In response to Tom Friedman's column today:
Dear Mr. Friedman:
No, sir, you did not support the Iraq war because we might transform, or collaborate in transforming, Iraq into a democracy. You said, in your column right here, that after 9/11 we needed to do something to show the Arab world and Al-Qaeda that we were still capable of strong military response, and that Iraq was as good a place as any. It came down to, in one of your columns, nothing more nor less than 'because we could', and, as 'winning progressive' points out above, in one of your TV interviews, a schoolyard bully's 'Suck on this!' You do not get off as easily as you would like.

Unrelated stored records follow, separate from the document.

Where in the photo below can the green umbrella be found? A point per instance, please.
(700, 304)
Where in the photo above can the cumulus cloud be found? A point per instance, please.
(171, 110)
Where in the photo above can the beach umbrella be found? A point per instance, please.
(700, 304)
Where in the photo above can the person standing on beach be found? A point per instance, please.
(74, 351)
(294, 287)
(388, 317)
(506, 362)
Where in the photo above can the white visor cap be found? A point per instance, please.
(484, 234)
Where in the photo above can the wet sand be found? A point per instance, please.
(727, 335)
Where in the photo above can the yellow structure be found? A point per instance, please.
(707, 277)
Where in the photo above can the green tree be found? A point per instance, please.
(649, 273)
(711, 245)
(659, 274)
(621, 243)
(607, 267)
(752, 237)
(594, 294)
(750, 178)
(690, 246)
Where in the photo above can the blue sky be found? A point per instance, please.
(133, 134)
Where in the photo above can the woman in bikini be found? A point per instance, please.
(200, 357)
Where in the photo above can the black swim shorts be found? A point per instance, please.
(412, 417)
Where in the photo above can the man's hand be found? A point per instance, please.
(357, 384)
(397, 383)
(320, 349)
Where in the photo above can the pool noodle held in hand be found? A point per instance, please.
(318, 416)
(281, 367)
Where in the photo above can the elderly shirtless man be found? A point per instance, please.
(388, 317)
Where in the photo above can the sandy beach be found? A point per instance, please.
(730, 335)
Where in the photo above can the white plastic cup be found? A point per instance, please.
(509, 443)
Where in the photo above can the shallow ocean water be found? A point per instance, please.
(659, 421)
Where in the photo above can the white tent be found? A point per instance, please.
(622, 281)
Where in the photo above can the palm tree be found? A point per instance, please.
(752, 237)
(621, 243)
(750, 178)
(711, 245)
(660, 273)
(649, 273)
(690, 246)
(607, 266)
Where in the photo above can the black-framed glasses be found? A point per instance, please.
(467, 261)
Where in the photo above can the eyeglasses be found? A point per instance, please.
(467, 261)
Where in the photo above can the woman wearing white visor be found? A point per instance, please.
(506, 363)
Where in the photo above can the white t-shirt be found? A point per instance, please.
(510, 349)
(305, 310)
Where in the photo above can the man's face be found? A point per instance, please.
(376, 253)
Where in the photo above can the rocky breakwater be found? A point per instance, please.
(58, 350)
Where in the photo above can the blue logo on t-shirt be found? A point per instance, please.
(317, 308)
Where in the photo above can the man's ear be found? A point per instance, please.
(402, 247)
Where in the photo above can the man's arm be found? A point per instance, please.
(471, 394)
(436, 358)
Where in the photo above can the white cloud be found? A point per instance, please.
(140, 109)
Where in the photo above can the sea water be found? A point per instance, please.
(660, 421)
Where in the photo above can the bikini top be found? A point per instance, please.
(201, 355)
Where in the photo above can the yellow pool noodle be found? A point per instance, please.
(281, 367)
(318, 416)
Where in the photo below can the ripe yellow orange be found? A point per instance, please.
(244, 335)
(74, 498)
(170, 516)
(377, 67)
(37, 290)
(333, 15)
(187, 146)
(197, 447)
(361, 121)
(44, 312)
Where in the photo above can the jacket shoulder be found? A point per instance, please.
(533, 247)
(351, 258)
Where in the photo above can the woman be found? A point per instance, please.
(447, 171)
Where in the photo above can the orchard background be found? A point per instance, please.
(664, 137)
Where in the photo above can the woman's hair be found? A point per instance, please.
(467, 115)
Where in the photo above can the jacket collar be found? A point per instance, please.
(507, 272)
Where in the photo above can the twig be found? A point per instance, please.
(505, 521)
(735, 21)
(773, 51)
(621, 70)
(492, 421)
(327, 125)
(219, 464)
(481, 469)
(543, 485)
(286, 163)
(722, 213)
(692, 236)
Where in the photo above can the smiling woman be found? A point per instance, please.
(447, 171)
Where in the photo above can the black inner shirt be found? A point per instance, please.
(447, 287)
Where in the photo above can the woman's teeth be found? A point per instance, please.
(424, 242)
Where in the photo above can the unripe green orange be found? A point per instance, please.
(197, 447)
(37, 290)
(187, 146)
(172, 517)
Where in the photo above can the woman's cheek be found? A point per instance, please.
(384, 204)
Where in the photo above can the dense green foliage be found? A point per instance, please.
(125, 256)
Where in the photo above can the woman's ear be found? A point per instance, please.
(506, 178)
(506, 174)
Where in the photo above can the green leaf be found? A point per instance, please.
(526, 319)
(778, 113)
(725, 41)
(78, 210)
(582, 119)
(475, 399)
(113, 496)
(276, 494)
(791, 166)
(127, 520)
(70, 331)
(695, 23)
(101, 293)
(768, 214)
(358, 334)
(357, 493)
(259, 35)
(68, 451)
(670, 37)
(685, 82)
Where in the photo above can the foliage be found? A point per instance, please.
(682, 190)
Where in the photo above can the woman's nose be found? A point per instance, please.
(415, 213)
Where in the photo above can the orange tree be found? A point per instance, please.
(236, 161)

Your 'And, of course, Iraqis paid dearly as well' is appallingly glib. Hundreds of thousands dead, millions of refugees, destroyed infrastructure, looted antiquities, the movement into the power vacuum of people with no interest whatever in democracy. You don't mention Abu Ghraib, white phosphorus bombs, or the $9 billion in cash that vanished. The improbable empowerment of the Iranian theocrats in a country with which they fought a savage, pointless war.
And you didn't mention in your column the name of a single dissenter, offering that opinion before the war. There were a few. Some inspect nuclear weapons sites for a living. Some write in the very newspaper for which you write. One, even, serves to this day as president of the United States.
Not well played, Mr. Friedman. Not well played at all. It won't wash.